The focus on abortion rights has caused some lawmakers –including some fellow Republicans –to question how they got so far off-track.

“I came up here to help put food on the table,” said state Sen. Evelyn Lynn (R-Ormond Beach) during debate on the ultrasound bill. “I came up here to get people jobs. I came up here to protect people from the kinds of safety issues that fire and police take care of. I came up here to protect education.”

Actually, it should not come as such a surprise.  When a bureaucracy’s leaders turn increasingly radical, their real priorities –as opposed to their stated ones–become all too obvious. 

Thus, in the final months of the Third Reich, prisoner-loaded trains rushed from Germany toward the death-camps in Poland.  So great was Adolf Hitler’s desire to leave a “Jew free” Europe as his legacy that schedules for these trains took priority over those bringing reinforcements and supplies to his desperately struggling armies.
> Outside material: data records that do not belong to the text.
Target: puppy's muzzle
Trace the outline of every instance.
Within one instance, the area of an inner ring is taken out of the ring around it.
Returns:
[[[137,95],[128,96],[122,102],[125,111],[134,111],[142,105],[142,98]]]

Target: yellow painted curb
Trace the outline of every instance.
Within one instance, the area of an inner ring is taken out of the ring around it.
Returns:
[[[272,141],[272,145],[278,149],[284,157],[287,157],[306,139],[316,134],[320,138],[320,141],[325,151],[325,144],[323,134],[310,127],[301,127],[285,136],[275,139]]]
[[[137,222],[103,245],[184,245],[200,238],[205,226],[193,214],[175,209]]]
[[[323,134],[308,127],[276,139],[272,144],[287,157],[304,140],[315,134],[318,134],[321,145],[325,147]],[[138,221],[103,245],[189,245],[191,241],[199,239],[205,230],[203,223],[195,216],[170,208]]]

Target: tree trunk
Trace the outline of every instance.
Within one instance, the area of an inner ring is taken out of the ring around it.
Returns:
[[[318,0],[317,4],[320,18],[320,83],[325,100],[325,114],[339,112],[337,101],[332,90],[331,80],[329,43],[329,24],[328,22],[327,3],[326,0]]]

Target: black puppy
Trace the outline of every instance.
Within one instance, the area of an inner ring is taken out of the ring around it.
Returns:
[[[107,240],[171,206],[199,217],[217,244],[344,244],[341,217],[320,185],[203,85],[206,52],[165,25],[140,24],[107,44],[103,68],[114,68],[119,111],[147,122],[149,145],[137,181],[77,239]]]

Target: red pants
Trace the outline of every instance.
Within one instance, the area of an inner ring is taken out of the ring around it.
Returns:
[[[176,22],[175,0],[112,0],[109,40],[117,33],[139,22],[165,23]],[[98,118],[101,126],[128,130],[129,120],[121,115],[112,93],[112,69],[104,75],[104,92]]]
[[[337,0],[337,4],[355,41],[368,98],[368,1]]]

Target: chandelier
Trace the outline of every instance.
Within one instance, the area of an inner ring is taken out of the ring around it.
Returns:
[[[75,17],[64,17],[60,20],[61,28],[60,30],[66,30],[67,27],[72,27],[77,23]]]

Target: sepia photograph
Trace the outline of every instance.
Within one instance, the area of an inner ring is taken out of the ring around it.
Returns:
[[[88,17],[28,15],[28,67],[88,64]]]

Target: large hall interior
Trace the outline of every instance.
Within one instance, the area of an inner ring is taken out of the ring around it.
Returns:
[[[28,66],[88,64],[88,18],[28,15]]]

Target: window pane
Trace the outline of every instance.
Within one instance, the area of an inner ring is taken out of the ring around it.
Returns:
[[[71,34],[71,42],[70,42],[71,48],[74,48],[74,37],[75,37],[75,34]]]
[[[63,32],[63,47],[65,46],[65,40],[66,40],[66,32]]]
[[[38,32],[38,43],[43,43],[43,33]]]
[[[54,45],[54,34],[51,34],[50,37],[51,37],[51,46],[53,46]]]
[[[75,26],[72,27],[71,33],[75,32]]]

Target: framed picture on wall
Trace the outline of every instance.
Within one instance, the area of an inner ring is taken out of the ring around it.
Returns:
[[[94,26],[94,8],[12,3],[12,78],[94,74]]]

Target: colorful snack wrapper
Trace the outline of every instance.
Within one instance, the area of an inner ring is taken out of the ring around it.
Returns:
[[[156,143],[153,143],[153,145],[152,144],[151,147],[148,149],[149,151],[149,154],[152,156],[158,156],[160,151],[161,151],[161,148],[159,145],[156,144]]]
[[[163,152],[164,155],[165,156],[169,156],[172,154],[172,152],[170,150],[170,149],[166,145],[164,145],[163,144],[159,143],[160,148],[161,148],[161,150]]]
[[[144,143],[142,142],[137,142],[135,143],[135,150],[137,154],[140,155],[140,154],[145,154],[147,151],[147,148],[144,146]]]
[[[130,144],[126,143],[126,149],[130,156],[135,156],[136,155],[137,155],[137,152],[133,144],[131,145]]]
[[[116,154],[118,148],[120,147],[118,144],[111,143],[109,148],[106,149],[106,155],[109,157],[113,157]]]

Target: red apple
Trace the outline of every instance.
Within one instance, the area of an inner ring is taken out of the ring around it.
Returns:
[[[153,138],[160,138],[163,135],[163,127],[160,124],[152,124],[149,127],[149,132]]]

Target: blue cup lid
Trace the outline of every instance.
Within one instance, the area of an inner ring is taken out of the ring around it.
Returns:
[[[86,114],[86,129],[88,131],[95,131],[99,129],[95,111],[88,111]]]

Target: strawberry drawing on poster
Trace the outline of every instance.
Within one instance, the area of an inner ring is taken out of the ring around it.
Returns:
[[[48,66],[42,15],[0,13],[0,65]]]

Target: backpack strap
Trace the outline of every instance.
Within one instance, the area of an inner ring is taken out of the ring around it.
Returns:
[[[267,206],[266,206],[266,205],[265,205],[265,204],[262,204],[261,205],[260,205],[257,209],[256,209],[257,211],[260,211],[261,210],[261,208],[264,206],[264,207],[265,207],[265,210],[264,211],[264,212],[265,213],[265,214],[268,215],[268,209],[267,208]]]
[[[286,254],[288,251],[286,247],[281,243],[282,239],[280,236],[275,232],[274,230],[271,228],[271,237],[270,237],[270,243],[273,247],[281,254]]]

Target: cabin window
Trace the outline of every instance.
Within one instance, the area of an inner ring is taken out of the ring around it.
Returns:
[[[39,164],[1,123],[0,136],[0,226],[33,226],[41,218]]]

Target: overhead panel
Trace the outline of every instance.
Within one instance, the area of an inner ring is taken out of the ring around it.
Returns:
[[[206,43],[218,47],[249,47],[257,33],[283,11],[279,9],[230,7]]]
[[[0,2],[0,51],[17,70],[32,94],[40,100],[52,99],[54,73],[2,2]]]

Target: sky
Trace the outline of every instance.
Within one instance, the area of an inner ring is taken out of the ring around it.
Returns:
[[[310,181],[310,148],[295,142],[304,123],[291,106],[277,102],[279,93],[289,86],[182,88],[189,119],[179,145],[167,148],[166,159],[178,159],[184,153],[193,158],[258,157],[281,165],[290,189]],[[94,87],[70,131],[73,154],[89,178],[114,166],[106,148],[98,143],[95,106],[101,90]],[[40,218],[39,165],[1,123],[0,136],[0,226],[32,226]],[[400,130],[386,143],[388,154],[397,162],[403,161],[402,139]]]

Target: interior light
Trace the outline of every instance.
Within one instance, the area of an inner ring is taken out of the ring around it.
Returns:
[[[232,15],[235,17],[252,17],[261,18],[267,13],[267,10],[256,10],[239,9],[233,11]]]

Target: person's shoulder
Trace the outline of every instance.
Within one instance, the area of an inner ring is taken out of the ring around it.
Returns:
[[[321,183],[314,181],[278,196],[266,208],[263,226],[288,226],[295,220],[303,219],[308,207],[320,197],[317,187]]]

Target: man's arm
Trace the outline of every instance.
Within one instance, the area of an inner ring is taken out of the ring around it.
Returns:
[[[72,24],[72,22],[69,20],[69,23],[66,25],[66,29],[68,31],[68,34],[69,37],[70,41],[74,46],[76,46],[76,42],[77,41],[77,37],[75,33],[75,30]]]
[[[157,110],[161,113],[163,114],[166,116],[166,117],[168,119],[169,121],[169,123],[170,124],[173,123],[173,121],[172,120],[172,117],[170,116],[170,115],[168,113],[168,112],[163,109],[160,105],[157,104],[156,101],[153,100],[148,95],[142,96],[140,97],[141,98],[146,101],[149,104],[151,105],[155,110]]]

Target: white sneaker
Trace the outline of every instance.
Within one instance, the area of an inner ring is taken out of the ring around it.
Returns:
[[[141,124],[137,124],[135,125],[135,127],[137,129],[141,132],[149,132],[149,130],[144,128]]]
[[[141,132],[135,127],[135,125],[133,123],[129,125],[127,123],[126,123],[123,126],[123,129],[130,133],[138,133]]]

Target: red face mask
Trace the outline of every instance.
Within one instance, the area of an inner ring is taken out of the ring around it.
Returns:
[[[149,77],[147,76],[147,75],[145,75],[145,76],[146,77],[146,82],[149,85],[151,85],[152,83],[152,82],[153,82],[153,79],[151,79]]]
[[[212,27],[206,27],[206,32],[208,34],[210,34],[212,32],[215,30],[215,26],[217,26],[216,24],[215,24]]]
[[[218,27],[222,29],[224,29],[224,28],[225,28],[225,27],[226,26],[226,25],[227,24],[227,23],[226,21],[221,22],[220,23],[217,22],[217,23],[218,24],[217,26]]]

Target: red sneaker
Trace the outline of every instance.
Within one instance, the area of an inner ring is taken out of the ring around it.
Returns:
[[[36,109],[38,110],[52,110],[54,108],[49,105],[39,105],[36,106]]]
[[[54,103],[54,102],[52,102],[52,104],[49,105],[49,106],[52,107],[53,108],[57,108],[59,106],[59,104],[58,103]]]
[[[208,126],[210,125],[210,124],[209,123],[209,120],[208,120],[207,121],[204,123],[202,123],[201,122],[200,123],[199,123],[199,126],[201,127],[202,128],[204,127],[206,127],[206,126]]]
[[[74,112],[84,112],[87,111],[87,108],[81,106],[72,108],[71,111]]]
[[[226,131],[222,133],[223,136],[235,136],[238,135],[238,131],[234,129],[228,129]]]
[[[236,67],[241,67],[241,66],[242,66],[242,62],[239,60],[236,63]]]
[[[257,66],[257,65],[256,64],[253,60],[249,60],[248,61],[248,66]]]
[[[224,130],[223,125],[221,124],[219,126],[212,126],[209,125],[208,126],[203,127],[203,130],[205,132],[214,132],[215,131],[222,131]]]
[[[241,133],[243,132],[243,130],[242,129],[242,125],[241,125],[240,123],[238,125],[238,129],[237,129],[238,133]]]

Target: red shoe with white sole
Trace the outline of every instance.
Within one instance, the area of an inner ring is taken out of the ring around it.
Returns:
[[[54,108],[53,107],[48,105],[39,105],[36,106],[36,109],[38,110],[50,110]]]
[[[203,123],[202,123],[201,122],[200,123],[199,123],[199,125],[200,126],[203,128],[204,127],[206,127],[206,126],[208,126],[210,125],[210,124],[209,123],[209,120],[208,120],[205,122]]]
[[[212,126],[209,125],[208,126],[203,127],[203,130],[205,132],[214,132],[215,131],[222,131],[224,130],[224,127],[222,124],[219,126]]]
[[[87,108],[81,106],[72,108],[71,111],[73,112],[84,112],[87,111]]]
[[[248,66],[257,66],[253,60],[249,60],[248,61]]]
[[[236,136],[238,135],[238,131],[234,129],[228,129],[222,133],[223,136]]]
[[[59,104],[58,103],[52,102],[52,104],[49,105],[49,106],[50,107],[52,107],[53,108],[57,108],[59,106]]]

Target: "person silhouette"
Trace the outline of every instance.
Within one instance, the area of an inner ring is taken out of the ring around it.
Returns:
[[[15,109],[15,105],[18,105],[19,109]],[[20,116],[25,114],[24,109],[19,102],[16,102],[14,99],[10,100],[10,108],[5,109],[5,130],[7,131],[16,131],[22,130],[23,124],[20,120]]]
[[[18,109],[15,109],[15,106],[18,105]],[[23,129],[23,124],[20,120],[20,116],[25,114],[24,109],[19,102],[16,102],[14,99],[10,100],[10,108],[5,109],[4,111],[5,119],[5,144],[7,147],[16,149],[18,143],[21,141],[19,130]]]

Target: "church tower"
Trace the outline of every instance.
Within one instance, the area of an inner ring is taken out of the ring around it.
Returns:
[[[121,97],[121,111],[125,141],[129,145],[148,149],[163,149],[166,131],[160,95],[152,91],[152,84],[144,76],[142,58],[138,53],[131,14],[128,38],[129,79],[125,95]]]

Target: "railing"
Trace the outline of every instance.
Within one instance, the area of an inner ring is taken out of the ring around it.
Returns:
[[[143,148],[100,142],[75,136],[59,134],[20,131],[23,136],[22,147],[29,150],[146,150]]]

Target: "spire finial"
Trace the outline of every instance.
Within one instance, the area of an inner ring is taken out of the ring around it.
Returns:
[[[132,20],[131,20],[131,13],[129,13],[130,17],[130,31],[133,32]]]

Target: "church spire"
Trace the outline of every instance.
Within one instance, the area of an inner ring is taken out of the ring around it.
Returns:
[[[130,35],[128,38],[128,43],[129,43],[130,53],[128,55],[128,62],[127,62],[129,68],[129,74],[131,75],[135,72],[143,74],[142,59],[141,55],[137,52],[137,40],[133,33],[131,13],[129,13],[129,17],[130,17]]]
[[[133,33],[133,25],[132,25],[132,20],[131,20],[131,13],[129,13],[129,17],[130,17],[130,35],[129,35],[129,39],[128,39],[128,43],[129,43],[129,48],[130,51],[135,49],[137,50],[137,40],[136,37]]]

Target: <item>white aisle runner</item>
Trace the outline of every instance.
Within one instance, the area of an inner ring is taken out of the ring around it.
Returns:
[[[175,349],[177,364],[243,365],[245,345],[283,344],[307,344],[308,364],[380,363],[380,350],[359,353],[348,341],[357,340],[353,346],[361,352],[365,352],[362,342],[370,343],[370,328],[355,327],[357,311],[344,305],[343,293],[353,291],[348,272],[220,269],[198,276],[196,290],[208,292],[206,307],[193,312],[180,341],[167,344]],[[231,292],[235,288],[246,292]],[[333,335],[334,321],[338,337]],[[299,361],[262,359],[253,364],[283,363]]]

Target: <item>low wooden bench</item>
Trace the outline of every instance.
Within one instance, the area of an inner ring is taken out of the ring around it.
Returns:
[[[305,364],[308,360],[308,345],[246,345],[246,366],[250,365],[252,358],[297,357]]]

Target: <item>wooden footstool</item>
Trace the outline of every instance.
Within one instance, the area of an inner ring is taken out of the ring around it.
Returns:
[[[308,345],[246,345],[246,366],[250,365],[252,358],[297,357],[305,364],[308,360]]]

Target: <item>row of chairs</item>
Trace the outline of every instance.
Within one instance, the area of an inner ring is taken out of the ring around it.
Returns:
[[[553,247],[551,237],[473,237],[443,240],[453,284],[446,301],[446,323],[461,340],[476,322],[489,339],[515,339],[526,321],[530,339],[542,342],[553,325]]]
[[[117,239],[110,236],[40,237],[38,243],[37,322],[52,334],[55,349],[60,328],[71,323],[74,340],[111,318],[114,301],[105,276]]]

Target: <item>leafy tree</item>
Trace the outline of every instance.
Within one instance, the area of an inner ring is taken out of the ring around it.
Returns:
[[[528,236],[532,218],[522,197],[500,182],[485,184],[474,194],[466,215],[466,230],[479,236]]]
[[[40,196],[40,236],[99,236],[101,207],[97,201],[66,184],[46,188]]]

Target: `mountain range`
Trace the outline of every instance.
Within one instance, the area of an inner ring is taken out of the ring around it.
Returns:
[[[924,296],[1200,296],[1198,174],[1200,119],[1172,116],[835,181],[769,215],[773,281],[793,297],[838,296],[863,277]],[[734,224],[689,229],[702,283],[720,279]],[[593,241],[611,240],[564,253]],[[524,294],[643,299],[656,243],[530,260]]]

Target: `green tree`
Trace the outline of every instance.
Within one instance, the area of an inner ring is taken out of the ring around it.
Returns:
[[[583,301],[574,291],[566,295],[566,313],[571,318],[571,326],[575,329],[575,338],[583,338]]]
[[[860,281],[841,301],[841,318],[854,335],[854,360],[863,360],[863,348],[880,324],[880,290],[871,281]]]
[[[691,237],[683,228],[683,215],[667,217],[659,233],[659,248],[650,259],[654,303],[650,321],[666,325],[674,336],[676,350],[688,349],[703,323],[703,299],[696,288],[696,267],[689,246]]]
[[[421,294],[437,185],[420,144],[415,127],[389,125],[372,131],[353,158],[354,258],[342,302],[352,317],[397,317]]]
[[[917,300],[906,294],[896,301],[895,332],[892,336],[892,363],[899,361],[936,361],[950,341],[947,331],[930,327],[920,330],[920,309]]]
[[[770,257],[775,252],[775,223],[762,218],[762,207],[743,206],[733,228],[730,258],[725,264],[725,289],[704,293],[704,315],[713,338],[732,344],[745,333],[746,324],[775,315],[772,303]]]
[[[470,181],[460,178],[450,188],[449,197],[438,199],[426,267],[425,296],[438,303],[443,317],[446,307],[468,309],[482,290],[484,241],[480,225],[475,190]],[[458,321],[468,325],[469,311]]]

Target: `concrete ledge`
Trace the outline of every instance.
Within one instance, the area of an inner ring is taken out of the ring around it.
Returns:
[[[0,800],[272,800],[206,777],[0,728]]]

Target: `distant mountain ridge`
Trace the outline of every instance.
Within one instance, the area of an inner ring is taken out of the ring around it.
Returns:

Similarly, Florida’s Talibanistic leaders of the Republican Party have decided that gaining control over the private lives of women overrides the needs of tens of thousands of Floridians to find productive work to support themselves and their families.

It was under Hitler and the Third Reich that abortion was ruled a crime.  German mothers were encouraged to have at least four children.  A woman who gave birth to sons was especially prized–since Hitler needed all the cannonfodder he could get for the endless wars he was planning.

Which brings up another similarity between yesterday’s Original Nazis and their counterparts in the Republican Party:  Both organizations consider themselves pro-life–so long as death

(1) happens outside the womb; 

 (2) targets their political opponents and anyone who disagrees with them; and

(3) can be inflicted violently, preferably by the military.

No person is ever so rich and/or powerful that he can have everything he wants.  He must choose which of his needs/desires are most important, and which ones must be at least temporarily put on hold.

What is true for an individual is equally true for a state like Florida or a nation like our own.   So every choice made becomes a statement of what is truly most important to those making that choice.   And what they value as important is not necessarily what they claim to be important.

Ironically, Ronald Reagan–the man the Tea Party stalwarts pushing this anti-abortion drive claim to revere–might well come under their attack if he held office today. 

As Governor of California, he signed into law one of the most liberal pieces of abortion legislation in the nation in 1971.  So liberal, in fact, that it was one of the few laws not overturned by the landmark 1972 Supreme Court decision, Roe v. Wade, legalizing abortion.